Storing Rhubarb Without Wasting Half of It
How long does fresh rhubarb keep in the fridge?
Cut stalks loosely wrapped in a damp paper towel and placed in a plastic bag will keep for 5–7 days in the fridge. Don’t seal them in an airtight container without ventilation — they sweat and go slimy within two days. If the stalks are starting to feel soft or the cut ends look shrunken and dry, use them that day or freeze them immediately.
Can you freeze rhubarb without cooking it first?
Yes, and it’s the simplest way to deal with a glut. Chop into 2–3cm pieces, spread in a single layer on a baking tray, and freeze for two hours until solid. Then transfer to bags in usable portions. This prevents them freezing into one solid block you have to hack at. Frozen rhubarb goes directly from freezer to pan — no thawing needed for compotes or crumbles. The texture will be softer once cooked, but for almost every application this doesn’t matter. Keeps well for up to 12 months.

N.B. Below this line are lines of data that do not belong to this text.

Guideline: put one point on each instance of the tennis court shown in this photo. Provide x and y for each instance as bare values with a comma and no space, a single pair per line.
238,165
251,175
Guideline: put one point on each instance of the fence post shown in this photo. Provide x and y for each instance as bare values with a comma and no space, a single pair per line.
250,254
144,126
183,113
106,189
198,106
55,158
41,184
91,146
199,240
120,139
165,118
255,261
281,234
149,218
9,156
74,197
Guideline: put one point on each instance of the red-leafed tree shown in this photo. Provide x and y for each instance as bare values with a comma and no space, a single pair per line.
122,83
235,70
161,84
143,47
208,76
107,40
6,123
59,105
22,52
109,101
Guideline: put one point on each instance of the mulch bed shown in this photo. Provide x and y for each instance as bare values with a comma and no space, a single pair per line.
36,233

Is homemade rhubarb jam actually worth making?
Bonne Maman Rhubarb Jam (around £3.50 for 370g) is genuinely good — no need to pretend otherwise. But homemade lets you control the sugar level and build flavor combinations like rhubarb-vanilla or rhubarb-orange that simply don’t exist commercially. More practically, if you have a garden rhubarb crown, jam is the only realistic way to keep up with a serious harvest. A single well-established crown produces 2–3kg of stalks per season easily, and that’s far more than most households will eat fresh.
What about quick-pickling rhubarb?
Thin slices submerged in a 50/50 mix of white wine vinegar and water with a pinch each of sugar and salt will keep for two weeks in the fridge and are excellent on cheese boards and charcuterie plates. It’s underused and genuinely worth trying at least once — the natural sharpness of rhubarb works with the vinegar rather than fighting it, which surprises most people the first time.

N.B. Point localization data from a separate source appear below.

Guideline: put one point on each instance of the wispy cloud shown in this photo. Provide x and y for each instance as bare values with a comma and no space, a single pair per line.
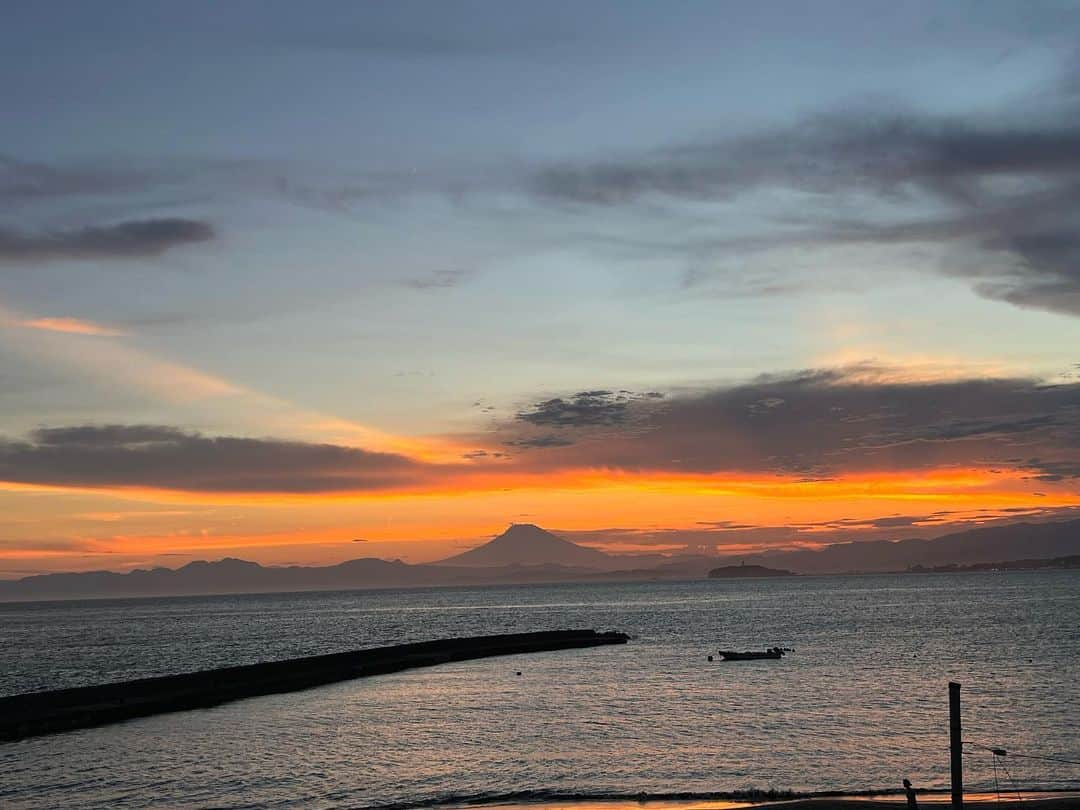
72,326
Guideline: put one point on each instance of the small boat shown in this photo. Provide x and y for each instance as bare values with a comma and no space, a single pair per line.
772,652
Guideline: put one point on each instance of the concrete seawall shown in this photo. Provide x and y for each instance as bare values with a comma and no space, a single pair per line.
65,710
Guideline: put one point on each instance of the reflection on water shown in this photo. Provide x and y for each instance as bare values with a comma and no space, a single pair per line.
860,704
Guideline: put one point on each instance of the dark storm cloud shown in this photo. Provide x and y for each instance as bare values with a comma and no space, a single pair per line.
166,458
1009,192
131,240
819,423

Rhubarb Beyond Dessert: The Savory Uses That Actually Work
The assumption that rhubarb belongs exclusively in puddings is a specifically British and American blind spot. The rest of the world sorted this out centuries ago, and it’s worth paying attention to them.

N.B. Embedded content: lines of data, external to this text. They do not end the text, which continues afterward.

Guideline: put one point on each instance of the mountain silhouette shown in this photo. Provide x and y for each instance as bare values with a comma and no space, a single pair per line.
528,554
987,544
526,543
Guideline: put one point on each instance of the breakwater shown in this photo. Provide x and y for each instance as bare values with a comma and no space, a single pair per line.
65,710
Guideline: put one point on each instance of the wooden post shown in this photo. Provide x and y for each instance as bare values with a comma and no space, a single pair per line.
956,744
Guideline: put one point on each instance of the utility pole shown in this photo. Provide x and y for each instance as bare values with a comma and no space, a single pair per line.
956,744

In Persian cooking, rhubarb has been used in savory dishes for hundreds of years. Khoresh-e rivas, a lamb and rhubarb stew with fresh herbs, is one of the great spring dishes of Iranian cuisine. The rhubarb is added near the end of cooking and provides sour balance in exactly the same way preserved lemon does in North African food. Sabrina Ghayour covers this territory clearly in Persiana, which is the book to own if you want to cook Persian food without specialist ingredients.
Rhubarb chutney is the easiest entry point into savory rhubarb cooking. Combine 500g chopped rhubarb with 200g soft brown sugar, 150ml cider vinegar, 1 diced onion, 1 tsp ground ginger, and half a teaspoon of chili flakes. Cook down for 30–40 minutes, stirring occasionally, until thick and jammy. Excellent with aged cheddar, cold pork, or a proper ploughman’s. Better than most commercial chutneys at this price point, which is around zero pence per jar once you’ve made it.
Rhubarb shrubs — drinking vinegars used as cocktail mixers or soft drinks — have had a real revival in recent years. Make one by combining equal weights of rhubarb, sugar, and apple cider vinegar in a jar, leaving it in the fridge for 48 hours, then straining and bottling. A tablespoon in sparkling water is refreshing on its own. Two tablespoons with gin and tonic is considerably better. The Bramble bar in Edinburgh was putting rhubarb in cocktails a full decade before it became a widespread trend.
Rhubarb season is shorter than it feels. Even with field-grown running through summer, the real sweet spot — when stalks are firm, the flavor is balanced, and you’re not fighting aggressive sourness at every step — is maybe six weeks in late spring. The cooks who genuinely make the most of it are the ones who batch-freeze in April and get at least one pot of jam or chutney made before the window closes. Everything worth doing with rhubarb starts from that decision.